Functional exercise places greater emphasis on the movement of groups of muscles rather than that of isolated muscles. When you’re washing the car or carrying groceries, you’re engaging an army of muscles. They have to learn to work in tandem to create smooth, continuous actions. Therefore, functional exercises seek to train those muscles to cooperate with one another.

It’s not entirely contrary to the concept of functional training to turn attention to strengthening a specific area as the need arises. For example, a particular muscle group may be notably weak and need improving. However, the goal would be to condition that muscle group so that it can then fully participate in the overall movement of the entire body.

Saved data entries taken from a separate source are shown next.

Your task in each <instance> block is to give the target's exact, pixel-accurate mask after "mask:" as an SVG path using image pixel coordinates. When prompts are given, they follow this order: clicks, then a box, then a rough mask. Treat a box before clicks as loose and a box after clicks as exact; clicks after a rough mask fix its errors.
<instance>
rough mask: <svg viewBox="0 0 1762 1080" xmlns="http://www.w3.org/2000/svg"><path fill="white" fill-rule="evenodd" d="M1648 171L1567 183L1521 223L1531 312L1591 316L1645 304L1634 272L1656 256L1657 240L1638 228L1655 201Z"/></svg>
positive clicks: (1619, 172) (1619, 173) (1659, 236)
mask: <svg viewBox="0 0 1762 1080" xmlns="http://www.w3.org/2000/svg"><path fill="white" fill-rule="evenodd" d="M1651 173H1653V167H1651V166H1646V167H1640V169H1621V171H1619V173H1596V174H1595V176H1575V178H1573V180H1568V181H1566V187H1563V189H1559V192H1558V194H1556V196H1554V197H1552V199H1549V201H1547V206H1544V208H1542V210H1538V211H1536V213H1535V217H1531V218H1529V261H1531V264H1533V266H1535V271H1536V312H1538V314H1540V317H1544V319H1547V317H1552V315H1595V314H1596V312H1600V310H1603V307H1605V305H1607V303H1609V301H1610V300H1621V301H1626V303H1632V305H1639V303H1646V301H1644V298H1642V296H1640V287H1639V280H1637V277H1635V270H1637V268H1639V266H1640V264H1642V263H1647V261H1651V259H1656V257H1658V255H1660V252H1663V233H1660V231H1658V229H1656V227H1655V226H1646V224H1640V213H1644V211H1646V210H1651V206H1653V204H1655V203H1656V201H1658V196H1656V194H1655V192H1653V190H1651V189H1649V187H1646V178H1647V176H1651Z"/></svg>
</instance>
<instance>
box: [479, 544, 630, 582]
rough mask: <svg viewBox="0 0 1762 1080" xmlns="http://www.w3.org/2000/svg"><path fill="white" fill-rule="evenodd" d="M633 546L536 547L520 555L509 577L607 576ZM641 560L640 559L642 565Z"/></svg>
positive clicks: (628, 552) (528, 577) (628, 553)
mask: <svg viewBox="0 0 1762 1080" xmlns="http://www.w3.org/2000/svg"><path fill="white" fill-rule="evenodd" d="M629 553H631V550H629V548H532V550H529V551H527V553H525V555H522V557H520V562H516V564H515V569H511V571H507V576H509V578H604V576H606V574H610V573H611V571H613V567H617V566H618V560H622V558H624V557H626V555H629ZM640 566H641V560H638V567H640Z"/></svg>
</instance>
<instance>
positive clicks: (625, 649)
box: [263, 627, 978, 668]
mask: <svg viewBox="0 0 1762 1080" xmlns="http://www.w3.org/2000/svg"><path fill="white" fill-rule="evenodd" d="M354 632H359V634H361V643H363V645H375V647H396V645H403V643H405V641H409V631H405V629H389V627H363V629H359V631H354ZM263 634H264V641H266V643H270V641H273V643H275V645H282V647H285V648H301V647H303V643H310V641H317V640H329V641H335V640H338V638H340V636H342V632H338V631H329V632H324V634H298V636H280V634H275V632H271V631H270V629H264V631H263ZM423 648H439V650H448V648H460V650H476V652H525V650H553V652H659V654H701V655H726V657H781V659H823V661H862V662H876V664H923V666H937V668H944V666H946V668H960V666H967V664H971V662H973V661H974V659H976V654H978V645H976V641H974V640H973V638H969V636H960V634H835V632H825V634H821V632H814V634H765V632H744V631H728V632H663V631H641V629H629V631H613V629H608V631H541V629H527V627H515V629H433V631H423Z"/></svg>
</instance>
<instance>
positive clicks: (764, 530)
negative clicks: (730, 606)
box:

Functional exercises aim to get all the muscle groups to move as a unit. In daily life, you’re moving many groups of muscles in a coordinated effort to complete what seems an ordinary task. For instance, if you need to pick up something substantial like a bag of topsoil, you need more than raw strength to complete the movement.

You also need to maintain proper balance while lifting. That’s an example of why functional exercises don’t place primary emphasis on isolated muscles.

If you had the arm and upper body strength to lift the topsoil but possessed a weak abdominal core and limited motion range in your hips, your muscle strength would be practically useless.

Why Should You Embrace Functional Fitness?

Functional fitness gives everyone a reason to workout. You don’t have to be a marathoner or a mountain climber or a cross-country skier.

You don’t even have to think of yourself as particularly athletic. You’re not trying to break records of speed, distance, height or weight.

Functional fitness prepares you for the only event that truly counts — life.